Fried argued that four incidents created an HWE: (1) the manager’s suggestion he seeks employment in a field that is not female-related; (2) his coworker’s suggestion that he should wear a wig; (3) his manager’s response to his report that a customer had sexually propositioned him; and (4) his coworker’s remark that he should take the customer’s proposition as a compliment and that Fried actually wanted to engage in the sexual activity.
On appeal, the court determined that comments the manager and coworker made about the “female related job environment” and the wig was not sufficiently severe or pervasive to support an HWE. The court noted that because these comments occurred on only three occasions, the comments would need to be proportionately more severe to make up for their relative infrequency. The court concluded that even viewed cumulatively, this type of infrequently joking or teasing was part of the ordinary tribulations of the workplace.

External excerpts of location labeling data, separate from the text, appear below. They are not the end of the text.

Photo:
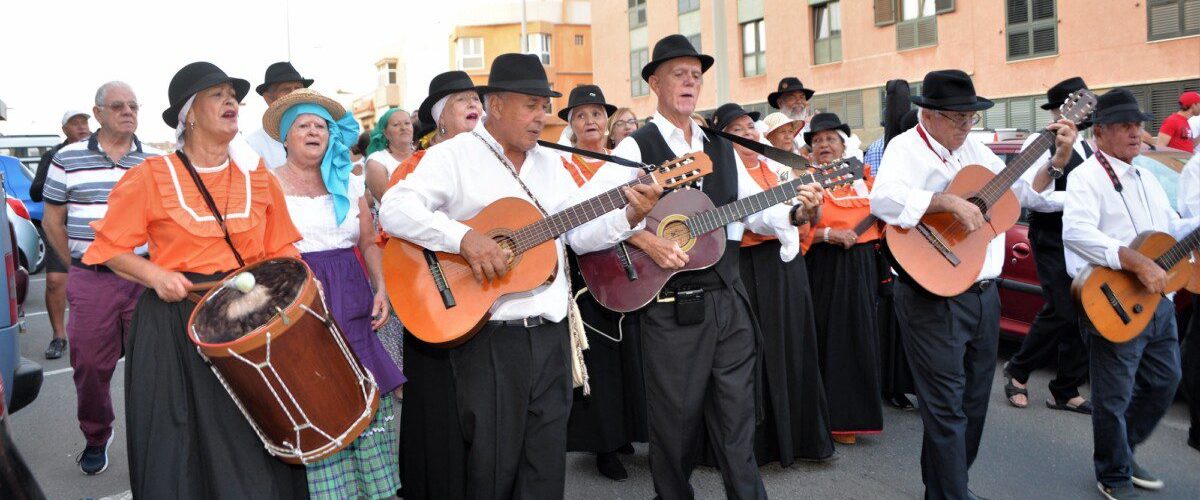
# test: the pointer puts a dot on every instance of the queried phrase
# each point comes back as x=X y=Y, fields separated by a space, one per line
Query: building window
x=918 y=24
x=636 y=13
x=471 y=53
x=1032 y=28
x=637 y=59
x=754 y=48
x=1173 y=18
x=539 y=46
x=827 y=32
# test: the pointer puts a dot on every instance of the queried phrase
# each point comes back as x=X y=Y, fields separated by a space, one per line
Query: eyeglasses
x=115 y=107
x=963 y=121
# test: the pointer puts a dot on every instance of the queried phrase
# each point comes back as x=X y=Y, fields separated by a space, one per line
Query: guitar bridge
x=1116 y=303
x=439 y=278
x=939 y=244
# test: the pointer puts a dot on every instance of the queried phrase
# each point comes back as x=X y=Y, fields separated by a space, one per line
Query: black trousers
x=514 y=390
x=952 y=349
x=701 y=378
x=1055 y=335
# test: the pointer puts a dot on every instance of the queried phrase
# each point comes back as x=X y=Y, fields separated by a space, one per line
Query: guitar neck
x=558 y=223
x=1008 y=176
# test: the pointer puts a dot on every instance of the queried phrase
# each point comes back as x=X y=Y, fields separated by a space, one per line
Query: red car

However, the court concluded the manager’s response to the customer’s unwelcome sexual advances could independently create an HWE. The court reasoned that it is well established that an employer can create an HWE by failing to take immediate and corrective action in response to sexual harassment or racial discrimination that the employer knew or should have known about. Here, the manager not only failed to take immediate corrective action, but she also directed Fried to return to the customer and complete the service. The manager’s direction not only discounted and condoned the customer’s sexual harassment but also conveyed that Fried was expected to tolerate it as part of his job.
In addition, the court concluded that the coworkers’ comments on the customer’s sexual proposition could also be severe or pervasive enough to support Fried’s claim. The court noted that a reasonable jury could find these comments created an HWE because the cumulative effect of the coworkers’ and manager’s conduct must be considered.
For these reasons, the court concluded that a reasonable factfinder could decide that Wynn created an HWE at the salon. Thus, the Ninth Circuit reversed the district court’s decision and remanded the case for further proceedings.
Fried v. Wynn Las Vegas, LLC, 2021 WL 5366989 (9th Cir. Nov. 18, 2021) unpublished.
This case shows how a manager’s conduct sets the tone in a workplace. The law has long held that customers can create an HWE for employees and that employers have a duty to protect their employees from harassing customers. Yet, the manager’s failure to take the manicurist’s complaints seriously, and her direction that the manicurist endures the customer’s harassment, wrongly communicated to the staff that harassment was part of the job. Supervisors and managers must be trained to take complaints of harassment seriously and to address them promptly.